LONDON (Reuters) – Britain would become a sort of “greater Switzerland” if it left the European Union, Prime Minister David Cameron warned on Thursday, promising instead to claw back powers from Brussels to protect Britain from the side effects of euro zone reform.
Talk of leaving the EU was once far fetched, but the euro zone debt crisis and the prospect of the currency bloc forging a closer political union have convinced some senior UK politicians that Britain should demand a new relationship with Brussels.
Cameron said it was a “perfectly honorable position” to call for an immediate referendum on Britain’s EU membership – something polls show a majority of British people would vote to reject – but that he would never campaign for an “out” vote because leaving the EU would not serve British interests.
“I think it would be bad for Britain,” Cameron told The Daily Telegraph in an interview. “When I look at what is in our national interest, we are not some country that looks in on ourselves or retreats from the world.”

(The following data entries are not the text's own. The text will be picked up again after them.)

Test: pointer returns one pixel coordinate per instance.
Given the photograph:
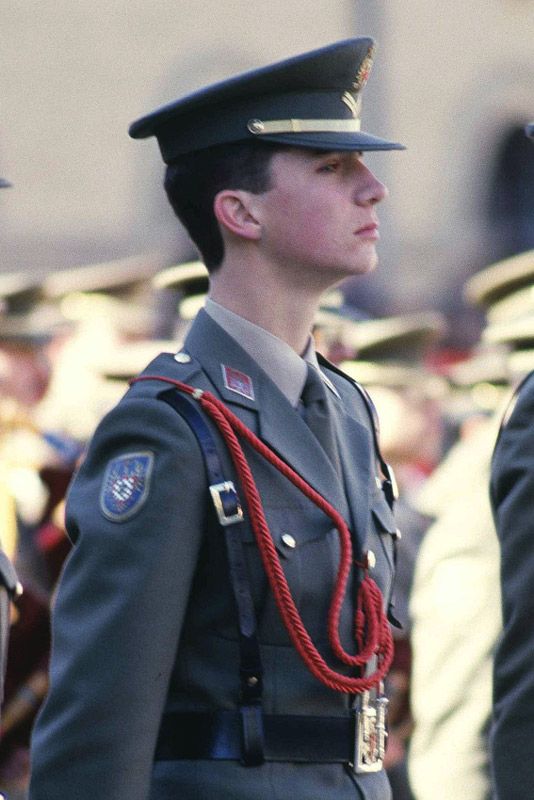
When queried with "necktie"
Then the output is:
(316, 414)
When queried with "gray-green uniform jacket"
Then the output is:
(144, 619)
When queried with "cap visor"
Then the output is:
(334, 141)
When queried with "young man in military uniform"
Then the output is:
(197, 652)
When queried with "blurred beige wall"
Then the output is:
(449, 78)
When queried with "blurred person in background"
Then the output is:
(9, 584)
(456, 603)
(392, 354)
(512, 500)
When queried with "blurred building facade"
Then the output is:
(452, 82)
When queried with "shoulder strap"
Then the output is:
(229, 514)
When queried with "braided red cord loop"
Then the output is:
(371, 626)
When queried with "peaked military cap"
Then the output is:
(311, 100)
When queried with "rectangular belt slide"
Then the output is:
(218, 735)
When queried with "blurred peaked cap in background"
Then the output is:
(500, 280)
(516, 333)
(396, 375)
(19, 292)
(311, 100)
(487, 364)
(399, 338)
(122, 362)
(189, 278)
(118, 277)
(189, 282)
(24, 316)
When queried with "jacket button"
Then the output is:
(289, 540)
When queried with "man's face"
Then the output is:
(319, 218)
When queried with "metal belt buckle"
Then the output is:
(226, 502)
(370, 733)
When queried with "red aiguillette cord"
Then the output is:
(371, 626)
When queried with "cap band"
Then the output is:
(260, 127)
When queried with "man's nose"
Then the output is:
(371, 190)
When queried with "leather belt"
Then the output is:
(218, 736)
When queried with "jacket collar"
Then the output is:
(277, 423)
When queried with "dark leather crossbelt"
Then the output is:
(219, 736)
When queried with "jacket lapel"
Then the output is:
(267, 412)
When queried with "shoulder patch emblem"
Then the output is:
(126, 484)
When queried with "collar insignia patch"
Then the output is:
(238, 382)
(126, 484)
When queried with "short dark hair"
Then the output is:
(192, 182)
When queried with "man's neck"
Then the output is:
(266, 300)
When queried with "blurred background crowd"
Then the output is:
(96, 278)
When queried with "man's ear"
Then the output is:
(232, 211)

“It comes back to this, who are going to be the winning nations for the 21st century? If your vision of Britain was that we should just withdraw and become a sort of greater Switzerland, I think that would be a complete denial of our national interests.”
Some senior Conservatives want an in-or-out referendum on Britain’s EU membership, but in recent months Cameron has tried to cool demands for an immediate vote by holding out the prospect of a referendum some time in the future and by promising a new relationship with the EU.
Skeptics say EU regulations shackle Britain’s $2.5 trillion economy and that leaving the 27-nation bloc would allow London to restore its sovereignty while saving billions of dollars in membership dues.
However, supporters of membership argue Britain would lose influence if it left the EU, its biggest trading partner, and that its economy would still be influenced by rules made in Brussels anyway.